= Śārṅgadeva =

Indian musicologist (1175–1247)

Śārṅgadeva (1175–1247), also spelled Sharngadeva or Sarnga Deva, was a 13th-century Indian musicologist who authored Sangita Ratnakara – a Sanskrit text on music and drama. It is considered to be the authoritative treatise on Indian classical music by both the Hindustani and Carnatic music traditions.

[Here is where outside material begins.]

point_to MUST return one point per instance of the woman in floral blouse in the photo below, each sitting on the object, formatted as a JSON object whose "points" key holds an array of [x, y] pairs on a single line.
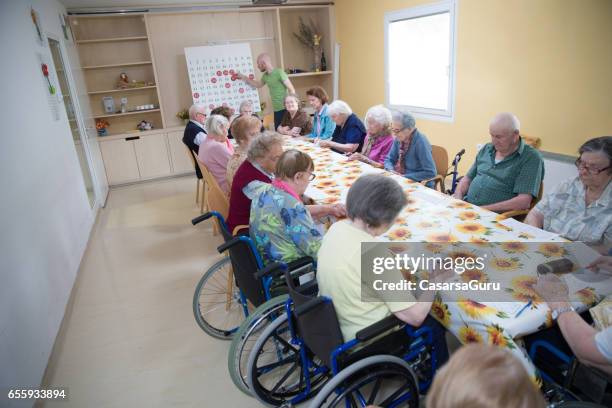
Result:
{"points": [[379, 139], [280, 224]]}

Śārṅgadeva was born in a Brahmin family of Kashmir. In an era of Islamic invasion of the northwest regions of the Indian subcontinent and the start of Delhi Sultanate, his family migrated south and settled in the Hindu kingdom in the Deccan region ruled by the Yadava dynasty near Ellora Caves (Maharashtra). Śārṅgadeva worked as an accountant with freedom to pursue his music interests in the court of King Simhana (r. 1210–1247).

==Ideas==
Śārṅgadeva presented his ideas on music and dance in seven chapters of Sangita Ratnakara, but integrated it with philosophical context. He systematically presented his ideas on the nature of sound, register, the smallest distinct sounds that humans can hear and musical instruments can produce (shruti), musical scales and modes, 264 ragas, beats and role of time (tala), prosody (chhandas), relation between performance arts and human emotions and sentiments, musical and vocal ornaments, the composition of drama and songs, and the limitless opportunities available to the artist to express and affect her audience.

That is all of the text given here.